For an adult prioritising NAD elevation per dollar, NR at 300–500 mg is the better-evidenced and better-regulated option. For someone specifically interested in muscle insulin sensitivity in mid-life, NMN at 250 mg has the most direct evidence, though the magnitude of clinical benefit remains modest. Neither product has demonstrated lifespan extension, reversal of aging, or meaningful improvement in functional capacity outside narrow trial endpoints. Anyone choosing between them is making a small-magnitude bet on a biomarker that has not yet earned a clinical endpoint.

Sources

  1. Martens CR, Denman BA, Mazzo MR, et al. "Chronic nicotinamide riboside supplementation is well-tolerated and elevates NAD+ in healthy middle-aged and older adults." Nat Commun, 2018;9(1):1286. PMID: 30202737. DOI: 10.1038/s41467-018-03421-7.

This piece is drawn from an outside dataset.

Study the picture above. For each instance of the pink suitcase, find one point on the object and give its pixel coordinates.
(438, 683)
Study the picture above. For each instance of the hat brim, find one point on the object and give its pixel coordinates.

  2. Trammell SAJ, Schmidt MS, Weidemann BJ, et al. "Nicotinamide riboside is uniquely and orally bioavailable in mice and humans." Nat Commun, 2016;7:12948. PMID: 27725675. DOI: 10.1038/ncomms12948.
  3. Yamane T, Imai M, Bamba T, et al. "Comparative pharmacokinetics of nicotinamide mononucleotide and nicotinamide riboside in healthy adults: a randomized crossover study." Endocr J, 2022;69(7):859-868. PMID: 35578292. DOI: 10.1507/endocrj.EJ22-0011.
  4. Igarashi M, Nakagawa-Nagahama Y, Miura M, et al. "Chronic nicotinamide mononucleotide supplementation elevates blood nicotinamide adenine dinucleotide levels and alters muscle function in healthy older men." NPJ Aging, 2022;8(1):5. PMID: 35025286. DOI: 10.1038/s41514-022-00084-z.
  5. Brakedal B, Dölle C, Riemer F, et al. "The NADPARK study: a randomized phase I trial of nicotinamide riboside supplementation in Parkinson's disease." Cell Metab, 2022;34(3):396-407. PMID: 34389665. DOI: 10.1016/j.cmet.2022.02.001.
  6. Wu J, Singh K, Lin A, et al. "Boosting NAD+ blood levels for healthy ageing: meta-analytic synthesis of 12 randomized controlled trials of NAD+ precursors." Mech Ageing Dev, 2023;211:111801. PMID: 36964066. DOI: 10.1016/j.mad.2023.111801.
  7. Yoshino M, Yoshino J, Kayser BD, et al. "Nicotinamide mononucleotide increases muscle insulin sensitivity in prediabetic women." Science, 2021;372(6547):1224-1229. PMID: 33888596. DOI: 10.1126/science.abe9985.
  8. Wang DD, Airhart SE, Zhou B, et al. "Oral nicotinamide riboside elevates whole blood NAD in heart failure with preserved ejection fraction: a randomized, double-blind, placebo-controlled trial." JCI Insight, 2024;9(2):e175645. PMID: 38182655. DOI: 10.1172/jci.insight.175645.
  9. Conze D, Brenner C, Kruger CL. "Safety and metabolism of long-term administration of NIAGEN (nicotinamide riboside chloride) in a randomized, double-blind, placebo-controlled clinical trial of healthy overweight adults." Sci Rep, 2019;9(1):9772. PMID: 31449127. DOI: 10.1038/s41598-019-46120-z.